Louisiana’s expected deficit for last year is driven at least partially by people and businesses cashing in on more tax refunds and credits than anticipated, Gov. Bobby Jindal’s chief budget adviser tells The Associated Press.
Commissioner of Administration Kristy Nichols says it’s likely the state closed the books on the last budget year in the red. But she said the numbers aren’t complete, and she wouldn’t release any details about how large she expects the gap to be in the 2014-15 fiscal year that ended June 30.
House Speaker Chuck Kleckley and House Appropriations Committee Chairman Jim Fannin have both said they’ve been told by the Jindal administration that the state ended last year with a deficit. Among the causes, Nichols says tax credit and refund filings are higher than expected, particularly in the film tax credit program.

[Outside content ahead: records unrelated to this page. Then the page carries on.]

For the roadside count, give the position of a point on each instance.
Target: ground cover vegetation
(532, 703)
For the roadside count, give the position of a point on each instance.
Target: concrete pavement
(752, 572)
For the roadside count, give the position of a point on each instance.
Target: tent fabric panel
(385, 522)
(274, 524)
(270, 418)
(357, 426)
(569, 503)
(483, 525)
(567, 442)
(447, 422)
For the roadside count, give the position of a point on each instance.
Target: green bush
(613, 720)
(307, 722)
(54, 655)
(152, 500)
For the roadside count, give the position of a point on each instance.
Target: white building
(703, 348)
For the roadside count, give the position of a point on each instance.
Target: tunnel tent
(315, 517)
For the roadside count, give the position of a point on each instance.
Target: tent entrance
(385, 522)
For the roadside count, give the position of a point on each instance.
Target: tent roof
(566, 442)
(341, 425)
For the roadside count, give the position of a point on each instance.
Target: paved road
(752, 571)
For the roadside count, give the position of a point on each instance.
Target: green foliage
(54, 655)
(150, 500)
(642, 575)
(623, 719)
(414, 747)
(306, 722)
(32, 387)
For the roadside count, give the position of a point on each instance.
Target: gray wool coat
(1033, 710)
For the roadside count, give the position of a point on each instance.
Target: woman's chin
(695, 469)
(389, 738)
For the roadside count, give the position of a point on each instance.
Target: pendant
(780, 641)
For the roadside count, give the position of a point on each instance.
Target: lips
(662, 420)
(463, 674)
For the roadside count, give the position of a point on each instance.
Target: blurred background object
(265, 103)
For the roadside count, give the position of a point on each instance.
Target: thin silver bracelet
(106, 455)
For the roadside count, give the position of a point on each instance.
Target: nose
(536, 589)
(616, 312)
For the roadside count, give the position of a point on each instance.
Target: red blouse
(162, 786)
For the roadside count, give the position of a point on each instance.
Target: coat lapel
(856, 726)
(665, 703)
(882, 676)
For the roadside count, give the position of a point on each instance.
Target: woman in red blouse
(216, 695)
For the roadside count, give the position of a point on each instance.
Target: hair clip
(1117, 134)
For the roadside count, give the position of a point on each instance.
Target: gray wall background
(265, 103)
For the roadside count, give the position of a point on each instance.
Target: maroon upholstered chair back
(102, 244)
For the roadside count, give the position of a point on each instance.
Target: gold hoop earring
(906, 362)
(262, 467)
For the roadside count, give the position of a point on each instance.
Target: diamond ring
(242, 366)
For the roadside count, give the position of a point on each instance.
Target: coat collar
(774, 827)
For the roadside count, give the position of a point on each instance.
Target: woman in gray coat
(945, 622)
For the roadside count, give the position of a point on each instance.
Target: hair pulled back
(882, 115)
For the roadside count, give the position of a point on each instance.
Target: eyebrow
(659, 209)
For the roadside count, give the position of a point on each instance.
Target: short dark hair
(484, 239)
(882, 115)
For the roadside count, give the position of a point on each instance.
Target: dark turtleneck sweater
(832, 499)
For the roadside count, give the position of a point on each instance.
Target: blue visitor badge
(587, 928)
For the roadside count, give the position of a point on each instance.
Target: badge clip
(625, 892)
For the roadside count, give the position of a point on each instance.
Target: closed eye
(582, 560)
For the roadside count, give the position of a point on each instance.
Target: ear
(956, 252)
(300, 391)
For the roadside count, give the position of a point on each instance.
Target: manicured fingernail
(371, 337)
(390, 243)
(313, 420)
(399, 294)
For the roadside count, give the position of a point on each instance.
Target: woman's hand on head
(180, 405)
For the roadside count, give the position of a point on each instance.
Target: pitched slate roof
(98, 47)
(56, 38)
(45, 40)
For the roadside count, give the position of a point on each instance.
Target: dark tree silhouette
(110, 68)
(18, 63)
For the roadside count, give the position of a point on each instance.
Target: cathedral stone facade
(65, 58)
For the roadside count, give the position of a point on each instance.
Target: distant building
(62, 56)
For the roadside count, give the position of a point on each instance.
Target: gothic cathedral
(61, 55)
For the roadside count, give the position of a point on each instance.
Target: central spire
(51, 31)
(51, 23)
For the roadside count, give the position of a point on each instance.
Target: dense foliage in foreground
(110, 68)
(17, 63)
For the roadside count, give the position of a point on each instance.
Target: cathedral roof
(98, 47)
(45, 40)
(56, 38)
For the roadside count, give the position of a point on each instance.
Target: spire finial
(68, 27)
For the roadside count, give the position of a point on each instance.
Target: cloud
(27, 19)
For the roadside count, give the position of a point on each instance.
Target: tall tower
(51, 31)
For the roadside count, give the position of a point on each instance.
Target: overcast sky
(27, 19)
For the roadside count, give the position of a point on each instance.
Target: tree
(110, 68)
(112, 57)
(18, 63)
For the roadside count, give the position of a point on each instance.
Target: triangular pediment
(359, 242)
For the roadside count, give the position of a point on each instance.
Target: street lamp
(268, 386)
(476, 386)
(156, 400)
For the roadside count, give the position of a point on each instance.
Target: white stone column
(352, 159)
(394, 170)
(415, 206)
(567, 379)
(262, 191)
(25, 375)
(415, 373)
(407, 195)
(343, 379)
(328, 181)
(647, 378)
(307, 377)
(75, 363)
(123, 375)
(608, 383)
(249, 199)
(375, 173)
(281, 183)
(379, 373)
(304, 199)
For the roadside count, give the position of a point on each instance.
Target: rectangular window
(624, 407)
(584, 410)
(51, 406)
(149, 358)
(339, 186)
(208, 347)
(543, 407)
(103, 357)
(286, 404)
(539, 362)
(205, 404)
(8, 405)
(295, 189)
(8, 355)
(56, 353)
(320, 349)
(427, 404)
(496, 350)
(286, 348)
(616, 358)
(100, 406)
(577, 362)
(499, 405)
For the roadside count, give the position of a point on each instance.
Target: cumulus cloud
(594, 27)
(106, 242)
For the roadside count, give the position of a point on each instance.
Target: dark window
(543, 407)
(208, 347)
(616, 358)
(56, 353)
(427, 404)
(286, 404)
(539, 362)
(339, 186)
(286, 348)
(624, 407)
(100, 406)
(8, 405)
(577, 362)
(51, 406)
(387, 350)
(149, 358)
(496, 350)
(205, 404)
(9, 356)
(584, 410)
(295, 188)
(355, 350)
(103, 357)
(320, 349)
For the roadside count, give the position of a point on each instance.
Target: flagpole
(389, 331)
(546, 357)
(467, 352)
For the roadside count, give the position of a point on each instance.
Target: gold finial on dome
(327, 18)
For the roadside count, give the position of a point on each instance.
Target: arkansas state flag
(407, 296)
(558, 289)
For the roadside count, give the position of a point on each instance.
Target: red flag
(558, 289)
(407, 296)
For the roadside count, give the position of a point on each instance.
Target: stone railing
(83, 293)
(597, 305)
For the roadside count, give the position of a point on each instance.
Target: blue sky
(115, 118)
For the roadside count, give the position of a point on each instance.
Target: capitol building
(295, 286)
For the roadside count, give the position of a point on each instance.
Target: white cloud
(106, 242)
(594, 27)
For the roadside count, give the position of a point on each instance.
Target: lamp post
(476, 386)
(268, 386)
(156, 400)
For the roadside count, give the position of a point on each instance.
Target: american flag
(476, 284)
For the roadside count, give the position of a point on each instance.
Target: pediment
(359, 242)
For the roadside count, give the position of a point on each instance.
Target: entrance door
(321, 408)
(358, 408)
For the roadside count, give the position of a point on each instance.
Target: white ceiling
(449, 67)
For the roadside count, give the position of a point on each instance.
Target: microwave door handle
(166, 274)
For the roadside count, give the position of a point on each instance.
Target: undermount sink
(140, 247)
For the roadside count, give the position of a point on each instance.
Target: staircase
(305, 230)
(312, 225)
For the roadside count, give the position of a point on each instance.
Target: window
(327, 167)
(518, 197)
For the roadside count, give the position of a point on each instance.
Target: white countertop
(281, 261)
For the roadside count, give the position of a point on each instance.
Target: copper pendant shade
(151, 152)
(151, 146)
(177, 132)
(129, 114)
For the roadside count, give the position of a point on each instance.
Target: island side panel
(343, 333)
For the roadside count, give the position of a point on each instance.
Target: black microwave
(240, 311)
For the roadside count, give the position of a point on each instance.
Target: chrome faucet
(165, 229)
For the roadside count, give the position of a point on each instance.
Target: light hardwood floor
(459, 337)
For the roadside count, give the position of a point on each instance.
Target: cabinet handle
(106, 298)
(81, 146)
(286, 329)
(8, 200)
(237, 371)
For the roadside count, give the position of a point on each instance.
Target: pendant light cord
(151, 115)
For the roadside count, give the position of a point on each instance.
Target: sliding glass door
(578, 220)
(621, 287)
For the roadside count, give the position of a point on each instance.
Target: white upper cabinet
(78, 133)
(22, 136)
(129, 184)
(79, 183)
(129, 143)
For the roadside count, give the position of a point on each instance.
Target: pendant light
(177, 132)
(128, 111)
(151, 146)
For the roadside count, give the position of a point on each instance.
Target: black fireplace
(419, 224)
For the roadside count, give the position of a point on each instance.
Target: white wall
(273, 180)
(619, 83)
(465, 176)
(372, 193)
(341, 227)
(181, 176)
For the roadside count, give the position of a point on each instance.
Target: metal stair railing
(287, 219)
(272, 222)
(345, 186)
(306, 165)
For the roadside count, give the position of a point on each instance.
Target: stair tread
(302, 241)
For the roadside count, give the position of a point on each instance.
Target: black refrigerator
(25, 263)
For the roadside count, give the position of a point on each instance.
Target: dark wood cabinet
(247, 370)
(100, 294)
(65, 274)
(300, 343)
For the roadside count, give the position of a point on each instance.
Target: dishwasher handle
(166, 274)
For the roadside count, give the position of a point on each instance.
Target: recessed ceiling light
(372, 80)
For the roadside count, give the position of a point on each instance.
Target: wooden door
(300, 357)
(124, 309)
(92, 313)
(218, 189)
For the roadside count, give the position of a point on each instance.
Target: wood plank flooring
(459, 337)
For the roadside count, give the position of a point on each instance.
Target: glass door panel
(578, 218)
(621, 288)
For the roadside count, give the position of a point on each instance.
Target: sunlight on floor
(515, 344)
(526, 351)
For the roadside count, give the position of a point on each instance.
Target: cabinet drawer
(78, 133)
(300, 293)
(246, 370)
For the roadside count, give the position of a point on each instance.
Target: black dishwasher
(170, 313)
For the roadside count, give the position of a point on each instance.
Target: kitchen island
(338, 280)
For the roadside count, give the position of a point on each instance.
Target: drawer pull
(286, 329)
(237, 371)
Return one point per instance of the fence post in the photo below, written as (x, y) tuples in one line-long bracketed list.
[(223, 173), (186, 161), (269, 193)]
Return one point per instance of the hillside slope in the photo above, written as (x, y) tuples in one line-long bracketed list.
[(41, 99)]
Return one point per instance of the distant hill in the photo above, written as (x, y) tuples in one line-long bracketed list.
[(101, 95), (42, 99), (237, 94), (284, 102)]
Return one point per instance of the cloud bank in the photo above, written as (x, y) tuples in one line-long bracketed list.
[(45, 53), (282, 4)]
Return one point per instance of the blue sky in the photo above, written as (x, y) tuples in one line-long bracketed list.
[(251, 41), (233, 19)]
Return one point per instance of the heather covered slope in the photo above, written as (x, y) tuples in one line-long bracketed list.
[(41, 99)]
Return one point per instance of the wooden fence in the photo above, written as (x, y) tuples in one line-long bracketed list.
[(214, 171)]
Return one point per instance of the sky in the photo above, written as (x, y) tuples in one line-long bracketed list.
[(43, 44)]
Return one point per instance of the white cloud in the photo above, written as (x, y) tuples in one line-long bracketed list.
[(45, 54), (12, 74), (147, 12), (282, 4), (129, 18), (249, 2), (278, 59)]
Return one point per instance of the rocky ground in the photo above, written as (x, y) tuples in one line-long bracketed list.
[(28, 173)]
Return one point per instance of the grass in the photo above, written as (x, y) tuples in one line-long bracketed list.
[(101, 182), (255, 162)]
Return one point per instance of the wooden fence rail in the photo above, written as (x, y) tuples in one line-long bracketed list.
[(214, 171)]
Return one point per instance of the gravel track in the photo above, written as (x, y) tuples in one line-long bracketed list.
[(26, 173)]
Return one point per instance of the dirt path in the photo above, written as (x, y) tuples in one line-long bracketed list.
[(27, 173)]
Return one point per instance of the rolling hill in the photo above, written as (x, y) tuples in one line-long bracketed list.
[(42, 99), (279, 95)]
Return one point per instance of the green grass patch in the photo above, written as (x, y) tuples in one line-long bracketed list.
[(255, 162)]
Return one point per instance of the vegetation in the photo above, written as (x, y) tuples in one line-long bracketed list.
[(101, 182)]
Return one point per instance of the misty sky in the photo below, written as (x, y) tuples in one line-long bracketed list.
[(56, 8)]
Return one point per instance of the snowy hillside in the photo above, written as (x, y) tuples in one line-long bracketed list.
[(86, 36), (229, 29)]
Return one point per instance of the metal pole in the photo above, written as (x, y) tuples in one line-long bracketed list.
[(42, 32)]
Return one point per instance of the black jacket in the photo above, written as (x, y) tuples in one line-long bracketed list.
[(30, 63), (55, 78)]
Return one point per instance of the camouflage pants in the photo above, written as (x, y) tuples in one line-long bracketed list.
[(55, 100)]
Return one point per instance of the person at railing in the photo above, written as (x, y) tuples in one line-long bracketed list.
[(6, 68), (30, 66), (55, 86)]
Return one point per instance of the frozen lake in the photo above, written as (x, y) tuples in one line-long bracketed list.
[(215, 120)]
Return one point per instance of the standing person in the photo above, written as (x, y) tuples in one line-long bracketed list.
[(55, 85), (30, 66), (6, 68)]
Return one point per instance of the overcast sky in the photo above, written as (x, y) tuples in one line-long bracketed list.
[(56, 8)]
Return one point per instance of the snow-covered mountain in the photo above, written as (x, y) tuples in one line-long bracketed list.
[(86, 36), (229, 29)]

“The largest issue that we’re working to finalize is just the general accounting of everything and how the tax refunds play into that number,” she says.
Lawmakers enacted a new cap on the film tax credits in the current budget year to help close a massive shortfall and protect public colleges and health care services from steep cuts. A maximum of $180 million in film tax credits can be cashed in annually. The cap kicked in July 1 and expires after three years.
Nichols says it’s likely people filed for film credits earlier than usual to ensure they could use them, rather than risk running into problems with the cap.
The Jindal administration will disclose the size of the deficit in mid-October, at a meeting of the joint House and Senate budget committee. Treasurer John Kennedy says his office has done preliminary estimates that suggest the shortfall will top $100 million. Auditors will comb through the figure, with a final number not expected until January.